Dall'inizio alla fine, il fascino e il pericolo insiti nello smollare gli ormeggi. Quelle serate lì, in cui davvero ad ogni svolta tutto può succedere, quando l'ignoto esplode nelle infinite possibilità e la salvezza è l'ultimo dei problemi; quando il primo testa di cazzo si trasforma nell'amico sconosciuto cui tutto affideresti (pure la vita). "Fare attenzione" sarebbe l'unico modo, ma falserebbe il salto.
L'incipit coglie lo spettatore di sorpresa ("un rave qui in parrocchia?!"), ma è meraviglia-techno d'autore. coerente con l'intera visione successiva. Intrufolati silenziosi, seguiamo Victoria di Madrid nella sua seratina prima di attaccar presto, al bar dove lavora. Vodka alla goccia, prima di uscire dal club. Tac. Ecco l'incontro fatale tra ragazzi con tanta di quella energia dentro che brucerà. L'invito...accettato. Tra loro Boxer fa paura a guardarlo, ma c'è quella storia dell'abito...e in palio c'è anche l'orgoglio (sfigata no!). Un terrazzo ad alto rischio, poi un pianoforte con movimenti che, più che le orecchie, spalancano la bocca. Momenti forti, sorridenti, gridanti, etilici...ormai il gettone è stato inserito, inesorabile lo si sente nella carcassa e azionare il meccanismo.

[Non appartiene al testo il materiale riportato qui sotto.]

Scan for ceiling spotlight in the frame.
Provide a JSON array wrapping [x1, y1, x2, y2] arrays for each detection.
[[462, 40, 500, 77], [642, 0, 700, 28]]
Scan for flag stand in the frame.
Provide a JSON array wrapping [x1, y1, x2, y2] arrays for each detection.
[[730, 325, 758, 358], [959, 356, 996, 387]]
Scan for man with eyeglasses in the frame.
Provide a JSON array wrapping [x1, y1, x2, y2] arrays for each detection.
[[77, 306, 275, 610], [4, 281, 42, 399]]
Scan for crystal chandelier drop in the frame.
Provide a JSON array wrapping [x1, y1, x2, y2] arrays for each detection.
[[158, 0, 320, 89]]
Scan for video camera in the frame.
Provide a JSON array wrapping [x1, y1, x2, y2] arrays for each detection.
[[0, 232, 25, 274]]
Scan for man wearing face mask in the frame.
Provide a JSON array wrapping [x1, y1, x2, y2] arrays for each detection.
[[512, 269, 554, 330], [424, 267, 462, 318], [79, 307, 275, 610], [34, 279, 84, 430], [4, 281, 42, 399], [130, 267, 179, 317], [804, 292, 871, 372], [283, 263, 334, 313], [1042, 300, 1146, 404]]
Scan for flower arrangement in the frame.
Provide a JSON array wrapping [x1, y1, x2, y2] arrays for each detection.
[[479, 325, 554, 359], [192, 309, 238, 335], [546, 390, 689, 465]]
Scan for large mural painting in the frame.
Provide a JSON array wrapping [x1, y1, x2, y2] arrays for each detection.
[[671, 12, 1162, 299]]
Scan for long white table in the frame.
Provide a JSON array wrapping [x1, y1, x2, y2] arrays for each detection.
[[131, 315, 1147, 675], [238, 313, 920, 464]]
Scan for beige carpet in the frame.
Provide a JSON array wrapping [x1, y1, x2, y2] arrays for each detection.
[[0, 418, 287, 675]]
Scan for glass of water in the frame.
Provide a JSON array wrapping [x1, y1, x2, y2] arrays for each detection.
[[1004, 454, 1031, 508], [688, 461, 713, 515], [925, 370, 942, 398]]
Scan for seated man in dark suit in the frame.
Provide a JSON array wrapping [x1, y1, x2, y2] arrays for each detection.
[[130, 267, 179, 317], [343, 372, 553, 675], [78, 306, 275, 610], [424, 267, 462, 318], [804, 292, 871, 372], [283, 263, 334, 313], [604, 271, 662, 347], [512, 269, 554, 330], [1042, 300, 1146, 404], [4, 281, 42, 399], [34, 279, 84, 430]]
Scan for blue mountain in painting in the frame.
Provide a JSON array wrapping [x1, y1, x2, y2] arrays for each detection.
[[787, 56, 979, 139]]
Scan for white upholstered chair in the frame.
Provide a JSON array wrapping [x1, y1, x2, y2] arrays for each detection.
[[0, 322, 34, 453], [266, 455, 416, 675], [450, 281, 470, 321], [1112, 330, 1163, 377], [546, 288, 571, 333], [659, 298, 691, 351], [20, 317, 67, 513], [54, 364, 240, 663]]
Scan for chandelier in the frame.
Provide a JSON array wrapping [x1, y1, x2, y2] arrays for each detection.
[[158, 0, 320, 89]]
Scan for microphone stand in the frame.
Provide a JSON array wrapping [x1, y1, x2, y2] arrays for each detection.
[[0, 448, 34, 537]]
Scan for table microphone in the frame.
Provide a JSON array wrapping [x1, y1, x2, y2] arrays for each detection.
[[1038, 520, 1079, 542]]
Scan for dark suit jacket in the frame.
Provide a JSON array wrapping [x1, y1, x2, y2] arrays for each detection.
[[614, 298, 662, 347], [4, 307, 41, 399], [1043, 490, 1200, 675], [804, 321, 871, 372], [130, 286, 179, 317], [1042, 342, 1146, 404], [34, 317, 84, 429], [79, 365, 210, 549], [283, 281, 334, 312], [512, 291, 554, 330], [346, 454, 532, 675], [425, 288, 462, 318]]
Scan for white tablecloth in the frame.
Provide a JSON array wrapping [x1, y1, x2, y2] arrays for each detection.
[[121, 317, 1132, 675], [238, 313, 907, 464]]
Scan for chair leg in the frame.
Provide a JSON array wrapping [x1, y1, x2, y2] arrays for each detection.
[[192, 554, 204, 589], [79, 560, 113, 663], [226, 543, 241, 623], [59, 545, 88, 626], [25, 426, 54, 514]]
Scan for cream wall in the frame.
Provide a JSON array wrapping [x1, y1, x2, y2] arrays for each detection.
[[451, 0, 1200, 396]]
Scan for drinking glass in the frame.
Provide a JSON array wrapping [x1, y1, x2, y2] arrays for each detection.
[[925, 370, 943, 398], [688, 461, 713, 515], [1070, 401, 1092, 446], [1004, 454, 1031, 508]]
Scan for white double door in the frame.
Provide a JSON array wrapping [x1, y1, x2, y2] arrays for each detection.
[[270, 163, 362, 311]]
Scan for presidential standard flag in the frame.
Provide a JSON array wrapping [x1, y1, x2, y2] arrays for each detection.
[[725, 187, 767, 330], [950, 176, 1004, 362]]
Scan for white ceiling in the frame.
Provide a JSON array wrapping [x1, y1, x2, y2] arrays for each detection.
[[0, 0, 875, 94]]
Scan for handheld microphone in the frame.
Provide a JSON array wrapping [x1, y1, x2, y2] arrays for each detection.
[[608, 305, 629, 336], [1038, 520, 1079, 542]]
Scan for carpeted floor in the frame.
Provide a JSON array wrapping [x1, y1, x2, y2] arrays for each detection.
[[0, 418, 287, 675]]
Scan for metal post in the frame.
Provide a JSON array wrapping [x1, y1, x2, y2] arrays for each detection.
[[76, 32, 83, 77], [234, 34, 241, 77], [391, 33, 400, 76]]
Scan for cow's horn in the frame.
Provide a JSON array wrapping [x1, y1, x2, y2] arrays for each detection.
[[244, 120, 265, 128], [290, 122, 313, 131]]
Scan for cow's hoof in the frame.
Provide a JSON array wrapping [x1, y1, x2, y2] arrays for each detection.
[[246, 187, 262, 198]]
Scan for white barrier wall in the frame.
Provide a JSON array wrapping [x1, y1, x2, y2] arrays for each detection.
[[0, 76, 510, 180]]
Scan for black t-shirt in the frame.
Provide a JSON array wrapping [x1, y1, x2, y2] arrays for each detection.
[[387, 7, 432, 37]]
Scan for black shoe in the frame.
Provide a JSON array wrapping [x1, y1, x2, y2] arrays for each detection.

Quando la partita pare vinta (un grandioso ritorno al club, da imperatori), altra svolta dietro cementi grigi mai così massicci, a suggerire la portata della conseguenza (dell'assetto anti-sommossa). La m.d.p. s'unisce alla corsa furiosa, schiva, s'accascia, scivola, si nasconde. Assieme a chi è rimasto. Sonne, senza respiro, guarda Victoria...ripensa a quel "un giorno questo locale sarà nostro". Grandi.
Apnea cinematografica che allarga i polmoni. Non mi pare sia proprio "nulla".